Payne: O is MIA in the D ( The Michigan View 09.06.11)

Posted by hpayne on September 5, 2011

It has been a murderous summer in Detroit with some 254 shootings and 52 dead. But President Barack Obama’s Labor Day speech here had no time for citizens under siege. This visit was about Big Labor politics. The president’s choice of Motown as a backdrop was meant to highlight what appears to be a national success story: the renewal of Detroit in the wake of his administration’s managed bankruptcies of GM and Chrysler.

In truth, however, Detroit represents the greatest failure of this president.

Determined to transform America into a green, centrally-planned state, Obama’s agenda was too Utopian. Trying to graft European Democratic Socialism onto American individualism was always a Frankenstein-like proposition. The result is a mess, with America more politically divided than ever, and its mighty economic engine crippled under heavy-handed regulation and misguided spending.

Had Obama instead focused on simply transforming America’s inner city – Detroit is America’s poster child of urban dysfunction – he could have made a real difference in curing America’s most vexing problem: the permanent underclass.

Spare us presidents with Big Ideas. Give us leaders who understand the small fundamentals.

As America’s first black president, Obama had a unique opportunity to tackle the inner city’s chronic crime by personally connecting with people to transform a family culture of dependency. This high-profile family man could have taught by example the importance of family and security.

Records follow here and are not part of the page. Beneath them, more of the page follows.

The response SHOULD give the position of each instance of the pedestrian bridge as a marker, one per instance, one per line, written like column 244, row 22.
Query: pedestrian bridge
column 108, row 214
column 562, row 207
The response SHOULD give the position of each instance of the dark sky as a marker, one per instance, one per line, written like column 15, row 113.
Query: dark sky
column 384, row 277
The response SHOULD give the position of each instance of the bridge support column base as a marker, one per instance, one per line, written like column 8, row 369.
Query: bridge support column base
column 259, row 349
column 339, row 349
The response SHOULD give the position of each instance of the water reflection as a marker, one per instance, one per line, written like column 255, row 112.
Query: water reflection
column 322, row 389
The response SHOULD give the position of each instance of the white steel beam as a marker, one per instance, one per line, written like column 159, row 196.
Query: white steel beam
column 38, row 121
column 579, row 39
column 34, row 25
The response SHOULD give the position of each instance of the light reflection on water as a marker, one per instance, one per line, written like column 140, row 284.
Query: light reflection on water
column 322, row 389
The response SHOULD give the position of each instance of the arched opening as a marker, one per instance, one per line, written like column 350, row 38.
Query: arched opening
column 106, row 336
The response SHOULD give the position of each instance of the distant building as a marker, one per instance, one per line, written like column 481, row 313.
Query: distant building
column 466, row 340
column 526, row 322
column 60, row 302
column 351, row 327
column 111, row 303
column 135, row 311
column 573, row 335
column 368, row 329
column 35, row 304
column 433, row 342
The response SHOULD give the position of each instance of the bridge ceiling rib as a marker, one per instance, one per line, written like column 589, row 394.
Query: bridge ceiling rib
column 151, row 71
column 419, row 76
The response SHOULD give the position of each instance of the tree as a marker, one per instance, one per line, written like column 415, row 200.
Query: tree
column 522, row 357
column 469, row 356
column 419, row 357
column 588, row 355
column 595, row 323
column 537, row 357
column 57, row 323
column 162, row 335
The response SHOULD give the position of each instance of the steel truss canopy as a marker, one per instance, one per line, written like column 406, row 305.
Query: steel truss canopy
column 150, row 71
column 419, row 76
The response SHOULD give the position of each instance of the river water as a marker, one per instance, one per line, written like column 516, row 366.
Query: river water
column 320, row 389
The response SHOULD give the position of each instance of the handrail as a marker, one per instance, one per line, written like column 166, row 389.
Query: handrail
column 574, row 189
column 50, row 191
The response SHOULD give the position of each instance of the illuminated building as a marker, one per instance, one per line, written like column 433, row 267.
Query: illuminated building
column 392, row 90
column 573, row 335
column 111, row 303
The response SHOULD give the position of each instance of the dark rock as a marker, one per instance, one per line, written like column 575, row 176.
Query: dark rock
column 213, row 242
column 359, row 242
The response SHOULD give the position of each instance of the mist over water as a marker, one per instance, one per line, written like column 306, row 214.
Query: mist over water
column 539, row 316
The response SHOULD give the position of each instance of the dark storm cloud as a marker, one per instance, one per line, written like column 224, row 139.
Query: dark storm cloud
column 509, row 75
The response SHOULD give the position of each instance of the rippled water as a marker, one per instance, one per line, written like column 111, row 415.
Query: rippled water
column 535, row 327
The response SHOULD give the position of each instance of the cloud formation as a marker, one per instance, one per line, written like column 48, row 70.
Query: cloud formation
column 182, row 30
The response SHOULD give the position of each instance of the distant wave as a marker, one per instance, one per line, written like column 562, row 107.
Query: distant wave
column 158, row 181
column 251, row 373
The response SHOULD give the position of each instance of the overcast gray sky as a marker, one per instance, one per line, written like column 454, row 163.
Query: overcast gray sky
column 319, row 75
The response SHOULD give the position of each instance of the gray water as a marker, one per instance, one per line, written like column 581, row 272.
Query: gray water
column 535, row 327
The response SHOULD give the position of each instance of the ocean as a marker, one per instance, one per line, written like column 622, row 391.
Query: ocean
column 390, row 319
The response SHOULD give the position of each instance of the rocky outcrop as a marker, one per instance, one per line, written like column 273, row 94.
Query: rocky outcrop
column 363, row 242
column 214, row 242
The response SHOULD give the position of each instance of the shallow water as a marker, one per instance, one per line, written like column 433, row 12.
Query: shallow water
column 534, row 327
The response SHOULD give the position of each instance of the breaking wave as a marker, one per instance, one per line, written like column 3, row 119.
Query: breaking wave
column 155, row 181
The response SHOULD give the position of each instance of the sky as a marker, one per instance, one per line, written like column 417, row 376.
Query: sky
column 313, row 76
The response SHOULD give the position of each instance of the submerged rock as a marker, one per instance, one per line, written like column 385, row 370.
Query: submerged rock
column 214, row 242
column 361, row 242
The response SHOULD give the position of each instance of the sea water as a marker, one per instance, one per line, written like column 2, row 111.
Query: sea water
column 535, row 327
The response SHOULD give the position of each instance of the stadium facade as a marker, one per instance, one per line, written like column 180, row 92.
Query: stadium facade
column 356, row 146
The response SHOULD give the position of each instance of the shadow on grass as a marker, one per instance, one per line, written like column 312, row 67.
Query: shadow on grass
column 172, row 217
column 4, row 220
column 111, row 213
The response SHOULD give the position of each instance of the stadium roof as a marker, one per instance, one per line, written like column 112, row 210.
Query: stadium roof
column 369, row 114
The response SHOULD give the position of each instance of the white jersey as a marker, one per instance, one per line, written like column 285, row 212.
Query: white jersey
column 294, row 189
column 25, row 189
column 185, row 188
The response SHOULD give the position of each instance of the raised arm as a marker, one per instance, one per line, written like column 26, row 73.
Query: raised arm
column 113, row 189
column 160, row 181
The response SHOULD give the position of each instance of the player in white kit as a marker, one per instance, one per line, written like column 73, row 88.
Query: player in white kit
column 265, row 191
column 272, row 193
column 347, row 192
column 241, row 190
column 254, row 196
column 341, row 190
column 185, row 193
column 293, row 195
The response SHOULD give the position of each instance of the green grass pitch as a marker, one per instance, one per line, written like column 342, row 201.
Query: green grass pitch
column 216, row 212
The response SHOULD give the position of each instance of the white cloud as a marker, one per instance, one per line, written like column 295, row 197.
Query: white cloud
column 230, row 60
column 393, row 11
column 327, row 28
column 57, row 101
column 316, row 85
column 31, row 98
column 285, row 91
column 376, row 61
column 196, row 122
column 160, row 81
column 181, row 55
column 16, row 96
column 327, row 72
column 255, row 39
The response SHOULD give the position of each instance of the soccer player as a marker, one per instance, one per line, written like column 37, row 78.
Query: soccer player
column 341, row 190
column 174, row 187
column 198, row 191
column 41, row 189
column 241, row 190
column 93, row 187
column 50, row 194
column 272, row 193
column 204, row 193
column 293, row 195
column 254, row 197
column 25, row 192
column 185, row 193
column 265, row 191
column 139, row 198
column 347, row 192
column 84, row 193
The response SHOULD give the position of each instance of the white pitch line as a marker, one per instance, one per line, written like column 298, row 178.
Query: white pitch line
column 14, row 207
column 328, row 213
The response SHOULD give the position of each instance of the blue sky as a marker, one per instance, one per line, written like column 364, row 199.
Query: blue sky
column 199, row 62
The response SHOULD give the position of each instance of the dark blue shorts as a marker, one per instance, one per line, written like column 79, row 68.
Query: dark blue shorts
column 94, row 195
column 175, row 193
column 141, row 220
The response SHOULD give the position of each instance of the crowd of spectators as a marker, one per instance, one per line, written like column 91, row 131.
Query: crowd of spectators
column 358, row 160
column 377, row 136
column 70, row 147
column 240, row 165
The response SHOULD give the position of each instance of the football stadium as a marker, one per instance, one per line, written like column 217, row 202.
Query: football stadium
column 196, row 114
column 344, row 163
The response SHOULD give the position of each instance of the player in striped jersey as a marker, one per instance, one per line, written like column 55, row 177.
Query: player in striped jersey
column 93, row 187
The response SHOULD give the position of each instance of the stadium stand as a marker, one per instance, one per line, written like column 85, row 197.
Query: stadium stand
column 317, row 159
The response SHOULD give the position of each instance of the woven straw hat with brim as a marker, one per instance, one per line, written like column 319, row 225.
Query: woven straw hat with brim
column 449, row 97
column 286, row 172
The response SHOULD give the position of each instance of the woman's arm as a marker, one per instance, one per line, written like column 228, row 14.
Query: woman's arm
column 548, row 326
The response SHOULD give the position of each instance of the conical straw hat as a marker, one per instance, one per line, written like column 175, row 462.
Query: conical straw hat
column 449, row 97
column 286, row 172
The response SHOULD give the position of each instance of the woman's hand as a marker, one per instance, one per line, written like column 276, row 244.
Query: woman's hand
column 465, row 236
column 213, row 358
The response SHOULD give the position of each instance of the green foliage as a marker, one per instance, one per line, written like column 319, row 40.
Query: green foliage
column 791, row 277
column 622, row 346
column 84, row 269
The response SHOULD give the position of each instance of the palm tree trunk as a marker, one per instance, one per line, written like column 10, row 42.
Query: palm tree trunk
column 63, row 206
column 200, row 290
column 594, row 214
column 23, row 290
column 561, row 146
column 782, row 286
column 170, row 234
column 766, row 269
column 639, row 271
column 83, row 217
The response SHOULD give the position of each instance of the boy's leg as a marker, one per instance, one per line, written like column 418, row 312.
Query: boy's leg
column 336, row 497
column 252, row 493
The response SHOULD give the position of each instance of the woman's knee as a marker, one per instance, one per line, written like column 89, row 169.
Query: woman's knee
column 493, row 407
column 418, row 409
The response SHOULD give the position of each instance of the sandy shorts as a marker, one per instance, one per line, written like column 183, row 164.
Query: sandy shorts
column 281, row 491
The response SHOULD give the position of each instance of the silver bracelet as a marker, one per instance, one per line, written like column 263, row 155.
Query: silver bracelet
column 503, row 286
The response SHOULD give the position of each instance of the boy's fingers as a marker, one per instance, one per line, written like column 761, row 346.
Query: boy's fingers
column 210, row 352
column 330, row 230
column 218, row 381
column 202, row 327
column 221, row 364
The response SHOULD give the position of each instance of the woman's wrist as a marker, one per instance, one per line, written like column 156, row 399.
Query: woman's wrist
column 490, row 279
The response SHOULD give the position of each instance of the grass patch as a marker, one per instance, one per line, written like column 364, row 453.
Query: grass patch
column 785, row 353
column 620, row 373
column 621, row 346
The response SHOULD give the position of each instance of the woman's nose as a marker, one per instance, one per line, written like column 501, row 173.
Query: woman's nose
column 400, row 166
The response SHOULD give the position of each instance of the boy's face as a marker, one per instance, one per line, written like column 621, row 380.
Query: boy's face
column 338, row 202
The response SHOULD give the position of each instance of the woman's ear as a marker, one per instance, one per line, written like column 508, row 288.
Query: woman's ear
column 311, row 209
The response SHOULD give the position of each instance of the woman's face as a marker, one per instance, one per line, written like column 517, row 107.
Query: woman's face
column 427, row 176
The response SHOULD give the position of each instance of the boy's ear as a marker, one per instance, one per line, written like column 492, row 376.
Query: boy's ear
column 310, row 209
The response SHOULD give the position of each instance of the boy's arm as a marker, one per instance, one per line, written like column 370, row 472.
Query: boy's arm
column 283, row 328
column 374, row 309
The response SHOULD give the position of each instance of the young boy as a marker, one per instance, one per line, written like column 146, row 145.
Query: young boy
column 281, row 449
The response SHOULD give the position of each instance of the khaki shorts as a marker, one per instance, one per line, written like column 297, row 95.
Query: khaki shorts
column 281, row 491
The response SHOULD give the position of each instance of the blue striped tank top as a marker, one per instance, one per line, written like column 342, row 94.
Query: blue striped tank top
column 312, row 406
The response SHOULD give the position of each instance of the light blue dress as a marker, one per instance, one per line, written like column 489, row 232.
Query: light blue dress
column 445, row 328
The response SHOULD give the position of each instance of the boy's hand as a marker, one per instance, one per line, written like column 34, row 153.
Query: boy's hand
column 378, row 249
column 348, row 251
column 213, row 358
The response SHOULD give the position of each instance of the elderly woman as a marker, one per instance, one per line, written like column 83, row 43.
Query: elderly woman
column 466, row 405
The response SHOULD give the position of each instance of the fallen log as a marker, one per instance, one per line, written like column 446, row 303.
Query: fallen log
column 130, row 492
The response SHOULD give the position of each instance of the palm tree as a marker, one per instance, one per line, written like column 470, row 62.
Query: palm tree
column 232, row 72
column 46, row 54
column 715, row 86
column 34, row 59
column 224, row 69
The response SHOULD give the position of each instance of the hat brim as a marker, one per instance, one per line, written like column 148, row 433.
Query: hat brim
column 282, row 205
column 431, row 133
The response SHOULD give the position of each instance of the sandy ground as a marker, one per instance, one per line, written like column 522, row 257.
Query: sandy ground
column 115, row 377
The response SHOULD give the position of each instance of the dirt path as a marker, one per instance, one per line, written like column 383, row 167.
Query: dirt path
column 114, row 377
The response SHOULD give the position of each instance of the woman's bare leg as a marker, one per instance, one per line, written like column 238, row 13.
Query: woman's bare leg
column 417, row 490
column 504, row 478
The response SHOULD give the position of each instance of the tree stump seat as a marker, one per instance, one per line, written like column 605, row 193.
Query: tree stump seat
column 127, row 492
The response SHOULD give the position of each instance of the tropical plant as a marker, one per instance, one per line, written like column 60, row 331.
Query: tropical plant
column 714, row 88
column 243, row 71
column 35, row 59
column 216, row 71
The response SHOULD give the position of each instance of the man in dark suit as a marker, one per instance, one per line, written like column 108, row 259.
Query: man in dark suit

Instead, Obama’s orgy of welfare spending has only exacerbated Detroit’s problems – further dooming a generation of black children to violence.

Obama’s auto fairy tale never held water to begin with. As Dick Cheney reminds in his new autobiography, it was George Bush who first bailed out the auto industry (Cheney was opposed) before Obama came to power. Indeed, Obama then used Washington’s involvement to corrupt the bankruptcy process by stripping bondholders of their legal rights and favoring Big Labor.

But the Detroit that Obama spoke of on Labor Day is a fiction. It is no longer synonymous with the storied middle class created by Big Auto’s high wages. That middle class, black and white, has fled to the suburbs -run out by crime and rotten schools caused by the implosion of the urban family.

That family collapse (echoed in lower-class families of all races) has created the pathologies that haunt urban Detroit: a 24 percent high school graduation rate, 49 percent adult illiteracy, 30 percent male incarceration rates, and 47 percent black teen unemployment.

Barack Obama could have made a profound difference.

But he won’t because these ills are the direct result of the Big Ideas of social-engineers before him. As the Heritage Foundation’s Robert Rector has documented, the fall of the Detroit family came with the rise of the Great Society. With welfare programs from Medicaid paying for births to food and housing subsidies, government has replaced fathers in the home. Obama has overseen spending on these programs to record levels.

Without fathers, poverty inevitably follows. Indeed, the lack of a two-parent family, Rector notes, is the leading cause of poverty in America.

But instead of helping Detroit’s suffering children, the president – the acclaimed “Chicago social activist” – seems aloof from their pain. He parachuted into this city’s sanitized, heavily-securitized downtown square-mile of corporate headquarters and Whole Foods markets – safe from the murderous streets of the city’s other 138 square miles that have claimed 250 lives already this year and put Detroit on path for a staggering 50 per 100,000 residents murder rate in 2011.

After his speech, the president was quickly swept back to 30,000 feet again to work on Big Ideas – his rock-star image unsullied by the bloody streets of Detroit.

Henry Payne is editor of The Michigan View.com.